Abstract
The serovars of Salmonella enterica display dramatic differences in pathogenesis and host preferences. We developed a process (patent pending) for grouping Salmonella isolates and serovars by their public health risk to provide better Salmonella control targets along the food chain. We collated a curated set of 12,337 S. enterica isolate genomes from human, beef, and bovine sources in the US. After annotating a virulence gene catalog for each isolate, we used unsupervised random forest methods to estimate the proximity (similarity) between isolates based upon the genomic presentation of putative virulence traits We then grouped isolates (virulence clusters) using hierarchical clustering (Ward’s method), used non-parametric bootstrapping to assess cluster stability, and externally validated the virulence clusters against epidemiological virulence measures from FoodNet, the National Outbreak Reporting System (NORS), and US federal sampling of beef products. We identified five stable virulence clusters of S. enterica serovars. Cluster 1 (higher virulence) serovars yielded an annual incidence rate of domestically acquired sporadic cases roughly one and a half times higher than the other four clusters combined (Clusters 2-5, lower virulence). Compared to other clusters, cluster 1 also had a higher proportion of infections leading to hospitalization and was implicated in more foodborne and beef-associated outbreaks, despite being isolated at a similar frequency from beef products as other clusters. We also identified subpopulations within 11 serovars. Remarkably, we found S. Infantis and S. Typhimurium subpopulations that significantly differed in genome length and clinical case presentation. Further, we found that the presence of the pESI plasmid accounted for the genome length differences between the S. Infantis subpopulations. Our results demonstrate that S. enterica strains with the highest incidence of human infections share a common virulence repertoire. This work could be used in combination with foodborne surveillance information to best target serovars of public health concern.
Competing Interest Statement
The authors declare that the research was conducted in the absence of any commercial or financial relationships that could be construed as a potential conflict of interest. EpiX Analytics LLC has received funds from the United States Department of Agriculture, the Beef Checkoff/National Cattlemen's Beef Association, and MatPrat Norway. F.Z. is a member of the USA National Advisory Committee on Microbiological Criteria for Foods (NACMCF). All authors are named inventors on a patent application for the methodology used to identify higher virulence pathogens.
Funding Statement
This research was partly funded by a grant from the Beef Checkoff administered by the Foundation for Meat and Poultry Research and Education (http://meatpoultryfoundation.org/) awarded to FZ. The funders had no role in study design, data collection and analysis, decision to publish, or preparation of the manuscript. There was no additional external funding received for this study.
Author Declarations
I confirm all relevant ethical guidelines have been followed, and any necessary IRB and/or ethics committee approvals have been obtained.
Yes
The details of the IRB/oversight body that provided approval or exemption for the research described are given below:
We used NCBI's pathogen detection network (https://www.ncbi.nlm.nih.gov/pathogens/) We compiled S. enterica assemblies from four primary sources: 1. BioProject PRJNA242847 (FSIS HACCP samples, accessed 7/13/2021) 2. BioProject PRJNA292666 (FSIS NARMS isolates, accessed 7/13/2021) 3. BioProject PRJNA292661 (FDA NARMS isolates, accessed 8/25/2021) 4. human clinical cases from BioProject PRJNA230403 (CDC PulseNet, accessed 9/13/2021) The study also used publicly available data from the National Outbreak Reporting System (NORS) (https://www.cdc.gov/nors/index.html) and the CDC FoodNet (https://www.cdc.gov/foodnet/index.html).

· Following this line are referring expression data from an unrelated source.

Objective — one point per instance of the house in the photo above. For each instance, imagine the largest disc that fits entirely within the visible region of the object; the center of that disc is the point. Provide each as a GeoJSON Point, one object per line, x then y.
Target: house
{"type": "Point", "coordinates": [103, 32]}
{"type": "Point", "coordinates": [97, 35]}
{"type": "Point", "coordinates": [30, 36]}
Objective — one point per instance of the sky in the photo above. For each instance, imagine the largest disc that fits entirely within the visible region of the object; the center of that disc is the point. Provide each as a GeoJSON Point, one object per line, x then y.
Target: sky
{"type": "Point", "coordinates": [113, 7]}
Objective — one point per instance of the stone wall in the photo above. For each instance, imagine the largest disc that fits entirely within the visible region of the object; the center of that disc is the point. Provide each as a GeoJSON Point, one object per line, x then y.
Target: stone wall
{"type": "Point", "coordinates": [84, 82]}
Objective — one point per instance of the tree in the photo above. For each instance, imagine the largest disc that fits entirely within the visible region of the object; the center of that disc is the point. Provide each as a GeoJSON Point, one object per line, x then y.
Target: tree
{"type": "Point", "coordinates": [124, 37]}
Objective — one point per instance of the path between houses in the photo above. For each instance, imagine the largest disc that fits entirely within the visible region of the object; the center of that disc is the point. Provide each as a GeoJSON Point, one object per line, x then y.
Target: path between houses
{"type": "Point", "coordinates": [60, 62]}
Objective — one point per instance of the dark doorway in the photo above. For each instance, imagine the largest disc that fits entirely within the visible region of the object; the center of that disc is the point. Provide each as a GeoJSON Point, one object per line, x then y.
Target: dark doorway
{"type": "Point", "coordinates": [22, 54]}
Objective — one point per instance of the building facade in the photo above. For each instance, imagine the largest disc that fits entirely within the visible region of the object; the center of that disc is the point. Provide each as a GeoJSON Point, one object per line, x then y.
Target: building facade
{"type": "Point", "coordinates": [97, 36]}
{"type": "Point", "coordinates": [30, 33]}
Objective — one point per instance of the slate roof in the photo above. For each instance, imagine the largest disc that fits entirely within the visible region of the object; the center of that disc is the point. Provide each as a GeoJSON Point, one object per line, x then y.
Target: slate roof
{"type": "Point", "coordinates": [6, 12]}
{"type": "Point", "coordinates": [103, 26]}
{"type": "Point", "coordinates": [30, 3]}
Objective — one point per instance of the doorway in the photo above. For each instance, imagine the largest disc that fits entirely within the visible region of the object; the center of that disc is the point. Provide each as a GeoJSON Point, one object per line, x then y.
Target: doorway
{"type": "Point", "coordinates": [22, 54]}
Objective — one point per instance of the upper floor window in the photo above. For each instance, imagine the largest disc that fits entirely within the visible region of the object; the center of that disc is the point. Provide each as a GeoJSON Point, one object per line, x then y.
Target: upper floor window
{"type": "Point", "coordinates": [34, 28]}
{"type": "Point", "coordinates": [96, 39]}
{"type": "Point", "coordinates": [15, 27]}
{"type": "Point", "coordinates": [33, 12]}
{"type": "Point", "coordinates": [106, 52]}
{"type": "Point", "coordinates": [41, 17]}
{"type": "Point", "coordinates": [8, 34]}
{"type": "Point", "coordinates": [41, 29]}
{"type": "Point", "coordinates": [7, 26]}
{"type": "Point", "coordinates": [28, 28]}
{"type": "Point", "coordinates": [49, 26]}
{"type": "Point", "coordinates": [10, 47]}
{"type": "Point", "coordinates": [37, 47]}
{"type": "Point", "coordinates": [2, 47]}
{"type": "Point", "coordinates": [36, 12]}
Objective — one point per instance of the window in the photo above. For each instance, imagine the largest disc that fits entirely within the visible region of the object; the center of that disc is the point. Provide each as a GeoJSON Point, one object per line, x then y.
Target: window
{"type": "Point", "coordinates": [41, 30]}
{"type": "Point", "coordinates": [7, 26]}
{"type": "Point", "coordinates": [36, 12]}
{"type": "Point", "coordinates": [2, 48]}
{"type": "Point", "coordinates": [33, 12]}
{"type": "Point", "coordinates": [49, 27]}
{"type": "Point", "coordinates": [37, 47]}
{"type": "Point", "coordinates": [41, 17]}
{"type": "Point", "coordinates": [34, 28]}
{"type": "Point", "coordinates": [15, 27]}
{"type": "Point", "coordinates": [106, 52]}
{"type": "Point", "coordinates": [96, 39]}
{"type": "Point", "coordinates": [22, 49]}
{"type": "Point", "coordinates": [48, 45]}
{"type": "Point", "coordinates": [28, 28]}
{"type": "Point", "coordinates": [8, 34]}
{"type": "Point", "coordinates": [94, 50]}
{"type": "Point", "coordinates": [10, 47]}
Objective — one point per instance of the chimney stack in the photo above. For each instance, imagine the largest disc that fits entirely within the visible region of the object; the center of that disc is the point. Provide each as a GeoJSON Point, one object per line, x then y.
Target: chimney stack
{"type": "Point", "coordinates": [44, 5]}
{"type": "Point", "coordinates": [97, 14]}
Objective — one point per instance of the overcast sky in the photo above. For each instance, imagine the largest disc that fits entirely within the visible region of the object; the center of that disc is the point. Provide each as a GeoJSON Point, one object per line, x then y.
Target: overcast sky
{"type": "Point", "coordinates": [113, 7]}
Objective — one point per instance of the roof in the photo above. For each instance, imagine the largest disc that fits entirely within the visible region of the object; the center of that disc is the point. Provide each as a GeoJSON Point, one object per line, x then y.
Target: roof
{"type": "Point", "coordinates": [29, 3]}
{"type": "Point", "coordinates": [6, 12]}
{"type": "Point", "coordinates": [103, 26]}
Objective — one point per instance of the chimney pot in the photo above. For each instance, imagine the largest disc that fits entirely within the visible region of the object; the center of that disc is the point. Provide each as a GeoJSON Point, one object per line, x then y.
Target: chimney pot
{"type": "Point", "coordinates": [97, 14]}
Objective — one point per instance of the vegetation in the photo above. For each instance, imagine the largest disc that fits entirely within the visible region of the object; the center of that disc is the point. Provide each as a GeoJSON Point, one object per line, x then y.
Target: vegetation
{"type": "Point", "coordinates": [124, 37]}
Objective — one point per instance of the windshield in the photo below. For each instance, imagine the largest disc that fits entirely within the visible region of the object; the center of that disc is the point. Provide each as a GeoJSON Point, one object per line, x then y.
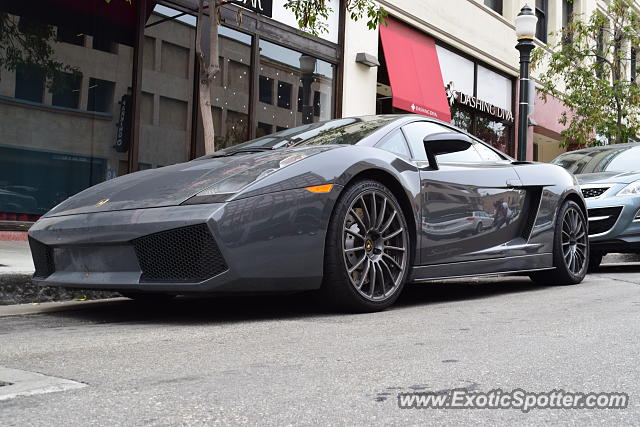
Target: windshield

I confirm that all necessary patient/participant consent has been obtained and the appropriate institutional forms have been archived, and that any patient/participant/sample identifiers included were not known to anyone (e.g., hospital staff, patients or participants themselves) outside the research group so cannot be used to identify individuals.
Yes
I understand that all clinical trials and any other prospective interventional studies must be registered with an ICMJE-approved registry, such as ClinicalTrials.gov. I confirm that any such study reported in the manuscript has been registered and the trial registration ID is provided (note: if posting a prospective study registered retrospectively, please provide a statement in the trial ID field explaining why the study was not registered in advance).
Yes
I have followed all appropriate research reporting guidelines and uploaded the relevant EQUATOR Network research reporting checklist(s) and other pertinent material as supplementary files, if applicable.
Yes
Footnotes
Table 2 has been replaced with figure 5 to increase clarity. Likewise, text in the results and discussion section has been updated. Supplemental material has been re-organized for efficiency and transparency.
Data Availability
All data produced in the present study will be available in a public repository upon acceptance of this manuscript to a peer-reviewed journal.